En vérité, Lustewin Halberd n'était pas un chevalier ordinaire. C'était un génie né de l'empire, le chevalier emblématique de la maison Bischwartz, l'épée même de la maison comtale.

Aussi n'était-il pas de ceux que je pouvais oser convoiter, moi qui n'étais pas du sang de mon beau-père, une simple roturière, et qui n'avais pas encore appris l'étiquette de la haute société.

Mais j'ignorais tout cela. J'ignorais à quel point le chevalier que je prétendais m'approprier était noble et honorable.

Après un semestre passé dans la maison comtale, absorbée par les bijoux et les robes, à consacrer toute mon énergie à une vie de luxe, comment aurais-je pu connaître sa valeur ? Ou savoir que la maison comtale pouvait s'élever plus haut encore grâce à lui ?

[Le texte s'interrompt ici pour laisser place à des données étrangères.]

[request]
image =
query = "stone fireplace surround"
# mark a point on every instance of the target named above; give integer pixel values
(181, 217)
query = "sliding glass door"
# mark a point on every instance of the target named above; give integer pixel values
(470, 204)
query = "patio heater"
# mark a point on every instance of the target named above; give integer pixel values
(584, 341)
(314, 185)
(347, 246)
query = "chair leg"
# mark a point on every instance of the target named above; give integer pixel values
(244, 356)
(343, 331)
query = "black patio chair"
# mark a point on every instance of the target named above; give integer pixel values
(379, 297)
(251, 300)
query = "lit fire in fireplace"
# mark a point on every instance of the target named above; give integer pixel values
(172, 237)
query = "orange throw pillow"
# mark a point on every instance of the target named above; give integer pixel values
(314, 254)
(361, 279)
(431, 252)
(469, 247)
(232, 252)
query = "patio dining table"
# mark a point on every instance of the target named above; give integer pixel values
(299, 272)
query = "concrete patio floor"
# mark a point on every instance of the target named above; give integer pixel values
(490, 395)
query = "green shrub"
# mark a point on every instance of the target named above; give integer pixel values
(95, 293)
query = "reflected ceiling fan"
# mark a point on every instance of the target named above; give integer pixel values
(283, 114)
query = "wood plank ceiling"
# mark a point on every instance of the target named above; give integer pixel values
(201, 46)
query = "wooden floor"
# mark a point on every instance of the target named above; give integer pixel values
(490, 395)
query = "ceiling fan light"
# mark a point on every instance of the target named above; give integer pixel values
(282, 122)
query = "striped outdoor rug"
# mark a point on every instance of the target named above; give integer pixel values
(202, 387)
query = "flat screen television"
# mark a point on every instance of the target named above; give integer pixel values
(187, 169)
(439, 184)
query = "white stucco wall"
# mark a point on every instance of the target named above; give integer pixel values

J'ouvris la bouche pour me justifier, indignée. Mais en voyant mon beau-père se lever, je ne pus rien dire. Ma mère, sans même songer à venir vers moi, jeta un coup d'œil à mon beau-père et quitta la salle à manger. Tous les autres firent de même.

Restée seule dans la salle à manger, je me suis entouré les bras du corps, saisie d'un froid que je n'avais jamais éprouvé. Une angoisse profonde m'a submergée. Les fissures avaient déjà commencé à se former.

Les servantes de la maison comtale ne m'ont jamais dit la valeur du chevalier nommé Lustewin Halberd. Quand je demandais : « Pourquoi ne puis-je pas l'avoir ? », elles gardaient les lèvres closes comme si elles n'avaient rien entendu. Comme s'il ne valait même pas la peine d'être expliqué.

Alors je suis allée trouver Roena. Je suis allée la voir et je lui ai dit de me le donner. Je pensais que Roena, réputée pour être un ange, accéderait aisément à ma requête. C'était une demande que je pouvais faire parce que j'ignorais son attachement à ce qui lui appartient.